For years, Catholic schools across the country have been struggling with declining enrollment.
From the peak in the 1960s at 5.2 million students in Catholic schools, about 1.9 million now attend. But the National Catholic Educational Association, or NCEA, maintains that a Catholic education is as important in today’s world as it was in the 1960s.
“Catholic education addresses the whole person,” said NCEA President Brother Robert Bimonte. “We’re not only a school that’s teaching facts, but we’re forming the whole person: body, mind and spirit.”
This week nearly 6,000 people are meeting at the David L. Lawrence Convention Center in downtown Pittsburgh.
“We have Catholic educators from elementary and secondary schools, universities, seminaries, diocesan offices, parish catechetical programs all coming together for an amazing professional development opportunity,” Bimonte said.
This year marks the 110th anniversary of the NCEA, and though smaller groups have met in Pittsburgh in the past, this is the first time the largest private-education association gathering has come to the city. The week will include more than 300 development sessions, daily liturgy, and an exhibition hall.
The NCEA reports that between the 2004 and 2014 school years 1,856 Catholic schools were reported closed or consolidated across the U.S. and enrollment has declined by 22.7 percent. Still, Bimonte said there are some areas where Catholic schools are thriving.

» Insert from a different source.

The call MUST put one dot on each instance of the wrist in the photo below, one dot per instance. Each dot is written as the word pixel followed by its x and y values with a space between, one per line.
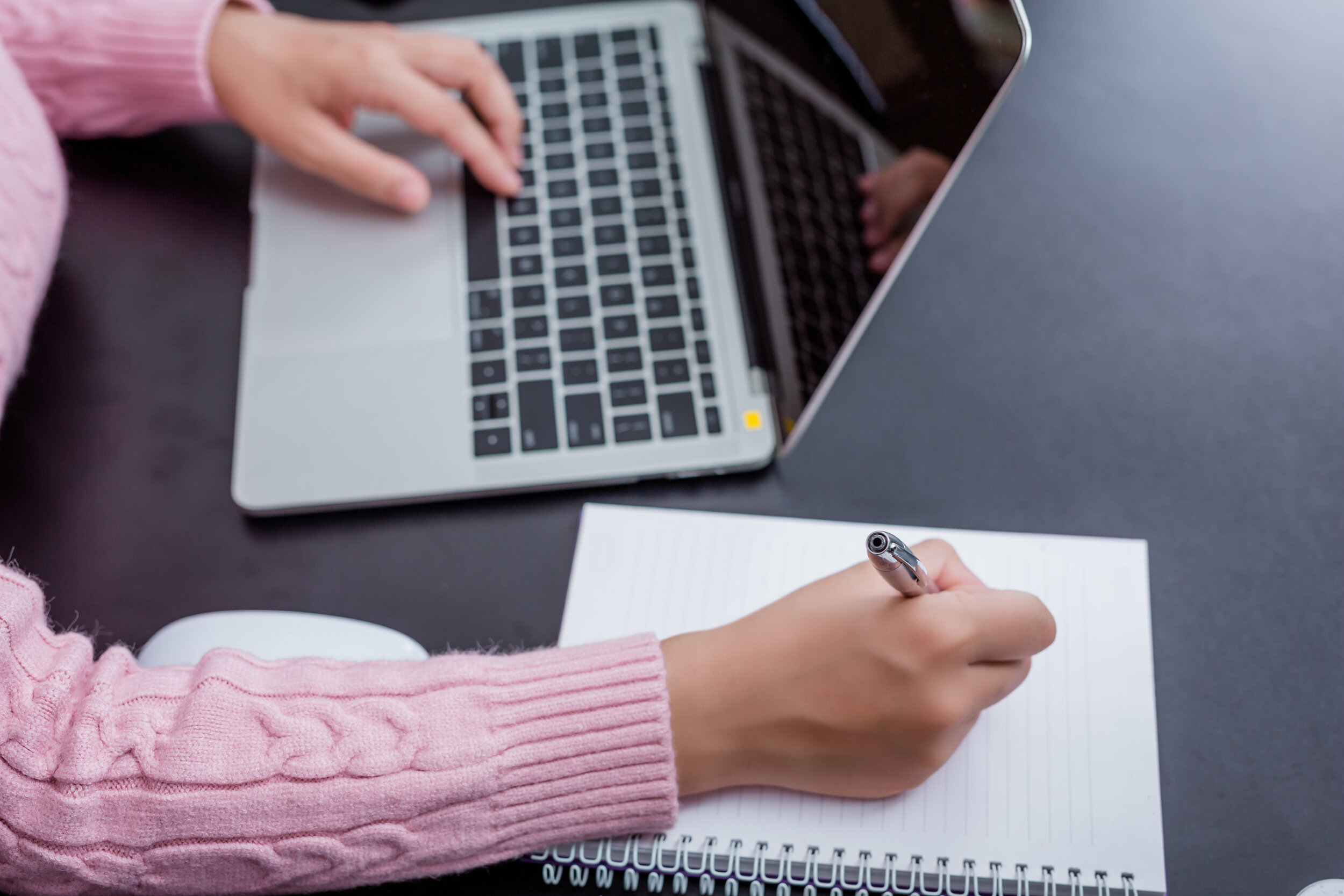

“In the South and in the West we’re opening schools,” he said. “We opened 43 new schools just this last year, many of our schools have waiting lists. Catholic education is alive and well, there’s no question about that.”
But in other parts of the country there are too many buildings and not enough students to fill them. Bimonte said such situations are handled by each individual diocese as they deem appropriate.
Speakers at this year’s conference include Cardinal Donald Wuerl, Archbishop of Washington and author of "The Teaching of Christ" and "The Catholic Way." The conference runs through Thursday.